Conflito traduz "ferida aberta", diz comunicado

Jesuítas sobre Gaza: “Não podemos ficar calados!”

| 1 Abr 2024

Palestinians evacuate the area following an Israeli airstrike on the Sousi mosque in Gaza City on October 9, 2023. AFPMahmud Hams, via UNOCHA

“A escolha da morte em vez da vida, da vingança em vez da reconciliação, do erro em vez da justiça, do interesse próprio em vez do relacionamento, da violência em vez do diálogo é uma escolha e não um destino predestinado”, sublinham os jesuítas. Foto © AFP/Mahmud Hams, via UNOCHA

 

“Quase seis meses de guerra em Gaza e as armas não se calaram. Nós, os membros da Companhia de Jesus (os Jesuítas), como tantos outros católicos, cristãos, homens e mulheres de todas as religiões e não crentes, recusamo-nos a ficar em silêncio.” Foi desta forma que a Companhia, ao nível global, veio a público, com uma posição tomada na passada sexta-feira, 29 de março, dia em que os cristãos assinalavam a paixão e morte de Jesus.

“Após os horrores dos ataques ao sul de Israel em 7 de outubro de 2023, dos massivos bombardeamentos israelitas na Faixa de Gaza, e da ofensiva terrestre que deixou a maior parte da Faixa de Gaza em ruínas, somos agora testemunhas da fome e da propagação de doenças em Gaza”, afirma o comunicado da Companhia de Jesus.

A posição recorda as dezenas de milhares de pessoas que morreram, referindo quase 1.800 israelitas e mais de 32 mil palestinianos (sem incluir aqueles que ainda não foram desenterrados dos escombros). “Além das vidas ceifadas, há centenas de milhares de vidas arruinadas, de pessoas feridas, sem abrigo e agora famintas e atingidas por doenças”, acentua o texto.

Defendendo que “existem outras escolhas que poderiam ser feitas”, os jesuítas dizem serinaceitável que, apesar das tentativas, quase seis meses após a atual fase de conflito, ninguém tenha conseguido impedir a matança”.
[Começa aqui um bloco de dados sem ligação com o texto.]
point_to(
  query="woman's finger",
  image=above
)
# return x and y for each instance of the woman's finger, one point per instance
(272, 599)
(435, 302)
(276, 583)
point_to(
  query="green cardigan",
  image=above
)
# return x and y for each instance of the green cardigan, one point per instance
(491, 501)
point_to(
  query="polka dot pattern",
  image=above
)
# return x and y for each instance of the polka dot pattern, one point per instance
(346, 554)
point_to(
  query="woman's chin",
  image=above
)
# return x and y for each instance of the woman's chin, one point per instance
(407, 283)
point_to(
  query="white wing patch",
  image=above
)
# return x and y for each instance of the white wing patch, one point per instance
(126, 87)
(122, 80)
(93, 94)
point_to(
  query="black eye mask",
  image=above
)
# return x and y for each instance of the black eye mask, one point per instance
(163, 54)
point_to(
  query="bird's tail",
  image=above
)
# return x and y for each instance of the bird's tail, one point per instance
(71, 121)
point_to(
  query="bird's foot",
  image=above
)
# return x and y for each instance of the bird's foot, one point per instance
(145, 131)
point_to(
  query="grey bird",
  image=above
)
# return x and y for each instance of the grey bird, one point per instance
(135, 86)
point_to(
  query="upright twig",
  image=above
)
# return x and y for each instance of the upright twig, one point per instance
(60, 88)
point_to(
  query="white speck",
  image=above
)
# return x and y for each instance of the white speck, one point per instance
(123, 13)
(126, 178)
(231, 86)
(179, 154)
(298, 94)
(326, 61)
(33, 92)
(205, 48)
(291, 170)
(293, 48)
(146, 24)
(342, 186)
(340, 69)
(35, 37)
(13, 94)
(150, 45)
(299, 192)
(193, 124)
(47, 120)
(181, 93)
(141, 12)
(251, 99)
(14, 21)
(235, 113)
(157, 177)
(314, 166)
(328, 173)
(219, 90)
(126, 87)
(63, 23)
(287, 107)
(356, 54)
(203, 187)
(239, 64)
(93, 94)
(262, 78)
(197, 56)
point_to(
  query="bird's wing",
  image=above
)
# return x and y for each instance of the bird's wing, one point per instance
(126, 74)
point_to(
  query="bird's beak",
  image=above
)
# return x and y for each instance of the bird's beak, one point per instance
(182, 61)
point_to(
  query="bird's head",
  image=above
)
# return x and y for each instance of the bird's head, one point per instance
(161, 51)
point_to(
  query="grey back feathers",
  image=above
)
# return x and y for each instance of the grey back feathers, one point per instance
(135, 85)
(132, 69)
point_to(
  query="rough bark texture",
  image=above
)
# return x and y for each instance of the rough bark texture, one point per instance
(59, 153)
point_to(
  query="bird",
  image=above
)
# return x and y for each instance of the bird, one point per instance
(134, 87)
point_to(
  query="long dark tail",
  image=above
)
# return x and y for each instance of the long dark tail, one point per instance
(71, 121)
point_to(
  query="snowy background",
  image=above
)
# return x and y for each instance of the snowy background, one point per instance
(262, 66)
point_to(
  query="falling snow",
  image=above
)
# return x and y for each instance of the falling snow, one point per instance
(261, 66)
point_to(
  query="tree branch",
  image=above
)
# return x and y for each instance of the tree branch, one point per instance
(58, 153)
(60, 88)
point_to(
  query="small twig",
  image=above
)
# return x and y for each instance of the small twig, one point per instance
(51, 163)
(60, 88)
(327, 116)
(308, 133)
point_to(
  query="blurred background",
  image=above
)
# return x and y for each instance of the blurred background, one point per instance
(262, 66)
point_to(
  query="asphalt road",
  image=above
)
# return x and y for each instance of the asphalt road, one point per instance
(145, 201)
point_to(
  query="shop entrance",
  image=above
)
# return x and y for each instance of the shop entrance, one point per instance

“A escolha da morte em vez da vida, da vingança em vez da reconciliação, do erro em vez da justiça, do interesse próprio em vez do relacionamento, da violência em vez do diálogo é uma escolha e não um destino predestinado”, acrescentam.

A denúncia prossegue apontando aspetos de escândalo e de vergonha:

“É escandaloso que ninguém tenha conseguido garantir que os residentes de Gaza tenham o suficiente para comer. É vergonhoso que ninguém tenha conseguido responsabilizar os fomentadores da guerra. Infelizmente, recordamos que um conflito em curso na terra chamada a ser santa foi autorizado a continuar e a apodrecer como uma ferida aberta na face do Médio Oriente”.

Em sintonia com o Papa Francisco, quando afirma que toda a guerra é uma derrota, os jesuítas apelam a um cessar-fogo imediato, à libertação de todos os reféns do 7 de outubro, a negociações e ao início de um processo que traga “liberdade e justiça para todos no Médio Oriente, o único caminho para a verdadeira paz”.